When Talos IR closes out an engagement with customers, the tactics, techniques, and procedures (TTPs) we observe through forensic work and analysis are catalogued, aggregated, and analyzed alongside broader Cisco telemetry. When we track the emergence of a new exploit like React2Shell redefining attacker speed, or when we see Qilin rise to dominate the ransomware landscape while legacy groups maintain rare, sustained momentum, those shifts in the adversary ecosystem become the intelligence that informs what we are on the lookout for during the next investigation. For defenders, this means the Year in Review is not a theoretical document. It is a distillation of what actually happened to organizations we respond to, investigated by the people who were in the room when things broke down.
One of the most immediate and practical applications of the Year in Review is raw material for tabletop exercises. For example, the 2024 Year in Review highlighted that identity-based attacks accounted for 60% of all Talos IR cases, with Active Directory being the focal point in 44% of those incidents. Attackers were not breaking down doors with zero-days; rather, they were walking through the front door with stolen credentials, often bypassing multi-factor authentication (MFA) through push fatigue, misconfigured policies, or the simple fact that MFA was never fully enrolled in the first place for some accounts. The 2025 Year in Review reinforces and deepens this picture. Attacks against MFA evolved significantly, with MFA spray attacks doubling down on identity and access management (IAM) infrastructure while expanding efforts against high-value privileged accounts. Device compromise attacks saw a significant rise in activity, showing that actors increasingly value reliable, repeatable access methods over one-off exploitation. These are adversary preferences that should directly shape your exercise scenarios and cybersecurity preparedness.

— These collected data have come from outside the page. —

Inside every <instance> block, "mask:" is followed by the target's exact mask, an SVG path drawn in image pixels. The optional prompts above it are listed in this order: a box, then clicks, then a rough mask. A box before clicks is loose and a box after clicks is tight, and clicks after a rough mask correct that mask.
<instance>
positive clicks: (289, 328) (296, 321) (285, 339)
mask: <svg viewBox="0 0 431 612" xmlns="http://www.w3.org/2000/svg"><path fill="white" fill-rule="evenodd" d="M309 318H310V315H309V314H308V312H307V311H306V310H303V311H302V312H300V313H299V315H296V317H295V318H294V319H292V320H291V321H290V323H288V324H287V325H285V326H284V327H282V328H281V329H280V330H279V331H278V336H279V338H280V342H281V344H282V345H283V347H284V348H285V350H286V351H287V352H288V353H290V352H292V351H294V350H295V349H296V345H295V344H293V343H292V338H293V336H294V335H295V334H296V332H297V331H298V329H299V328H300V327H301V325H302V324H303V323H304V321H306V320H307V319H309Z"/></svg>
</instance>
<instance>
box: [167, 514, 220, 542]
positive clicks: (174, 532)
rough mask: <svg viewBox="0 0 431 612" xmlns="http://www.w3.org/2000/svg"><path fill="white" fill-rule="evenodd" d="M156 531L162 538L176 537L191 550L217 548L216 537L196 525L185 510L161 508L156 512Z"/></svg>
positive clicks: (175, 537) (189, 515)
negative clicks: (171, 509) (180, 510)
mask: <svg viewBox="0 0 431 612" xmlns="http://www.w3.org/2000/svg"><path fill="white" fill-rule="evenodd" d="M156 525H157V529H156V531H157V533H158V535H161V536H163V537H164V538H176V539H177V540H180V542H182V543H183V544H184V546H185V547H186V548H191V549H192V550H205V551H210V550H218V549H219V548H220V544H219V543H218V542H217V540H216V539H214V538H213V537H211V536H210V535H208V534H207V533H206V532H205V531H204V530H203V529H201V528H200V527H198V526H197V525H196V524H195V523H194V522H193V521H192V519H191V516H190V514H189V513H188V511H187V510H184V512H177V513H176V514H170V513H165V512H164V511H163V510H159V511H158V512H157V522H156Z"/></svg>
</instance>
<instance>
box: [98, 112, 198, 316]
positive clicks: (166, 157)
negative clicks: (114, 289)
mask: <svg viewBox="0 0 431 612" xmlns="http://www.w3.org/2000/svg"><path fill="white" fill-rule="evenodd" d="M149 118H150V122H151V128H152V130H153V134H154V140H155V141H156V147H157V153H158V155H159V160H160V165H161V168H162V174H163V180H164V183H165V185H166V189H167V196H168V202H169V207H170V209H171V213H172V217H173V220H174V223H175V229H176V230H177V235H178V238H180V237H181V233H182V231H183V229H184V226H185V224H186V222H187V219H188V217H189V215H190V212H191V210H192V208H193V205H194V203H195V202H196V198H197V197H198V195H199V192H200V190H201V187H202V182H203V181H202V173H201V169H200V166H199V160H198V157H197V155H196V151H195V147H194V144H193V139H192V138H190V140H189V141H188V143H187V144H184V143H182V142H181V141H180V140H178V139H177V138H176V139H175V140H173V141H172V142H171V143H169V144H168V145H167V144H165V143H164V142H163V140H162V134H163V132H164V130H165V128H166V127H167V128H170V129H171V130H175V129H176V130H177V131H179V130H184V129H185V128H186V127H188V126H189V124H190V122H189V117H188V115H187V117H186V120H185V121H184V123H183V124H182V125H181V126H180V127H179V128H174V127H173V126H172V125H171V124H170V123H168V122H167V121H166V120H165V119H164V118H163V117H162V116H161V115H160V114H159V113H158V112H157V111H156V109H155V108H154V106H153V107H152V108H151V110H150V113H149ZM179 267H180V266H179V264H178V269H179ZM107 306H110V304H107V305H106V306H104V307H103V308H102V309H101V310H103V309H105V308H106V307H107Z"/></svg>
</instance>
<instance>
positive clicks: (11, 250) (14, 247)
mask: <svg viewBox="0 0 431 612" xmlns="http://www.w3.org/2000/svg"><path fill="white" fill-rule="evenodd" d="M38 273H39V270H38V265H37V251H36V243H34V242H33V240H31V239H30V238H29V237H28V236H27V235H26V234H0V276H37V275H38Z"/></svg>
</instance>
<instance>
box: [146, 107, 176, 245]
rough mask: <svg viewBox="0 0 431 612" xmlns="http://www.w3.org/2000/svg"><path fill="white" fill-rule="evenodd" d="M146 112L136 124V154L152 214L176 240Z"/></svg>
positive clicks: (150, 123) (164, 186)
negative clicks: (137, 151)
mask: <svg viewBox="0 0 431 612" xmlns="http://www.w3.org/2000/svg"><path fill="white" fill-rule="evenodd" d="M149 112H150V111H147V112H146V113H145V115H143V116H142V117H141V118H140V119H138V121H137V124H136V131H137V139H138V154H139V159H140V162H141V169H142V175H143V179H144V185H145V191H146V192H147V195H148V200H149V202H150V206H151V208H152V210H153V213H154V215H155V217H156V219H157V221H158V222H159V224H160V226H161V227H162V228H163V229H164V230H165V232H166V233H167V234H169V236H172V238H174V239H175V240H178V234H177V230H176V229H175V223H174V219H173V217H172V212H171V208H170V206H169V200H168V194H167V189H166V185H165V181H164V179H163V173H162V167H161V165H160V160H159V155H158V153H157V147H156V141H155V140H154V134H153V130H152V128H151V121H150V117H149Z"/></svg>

The 2025 Year in Review found that actors tailor their MFA attack style depending on the sector, and that manufacturing was the most impacted sector for ransomware in 2025, underscoring persistent risk to repeatedly targeted industries. If you operate in manufacturing, health care, or another sector that has appeared consistently in ransomware targeting data, your tabletop should reflect the specific TTPs directed at your vertical—not a generic ransomware exercise. Beyond tabletops, the Year in Review provides a prioritized list of what to test your detections against. Talos IR engagements reveal a consistent core of adversary tradecraft that organizations are still struggling to detect. Tools like PowerShell and Mimikatz appear in a significant portion of engagements. Remote services such as RDP and SSH continue to be abused for lateral movement. Ransomware operators are increasingly disabling security solutions before deploying payloads, and in 2024, they succeeded in doing so at an alarming rate.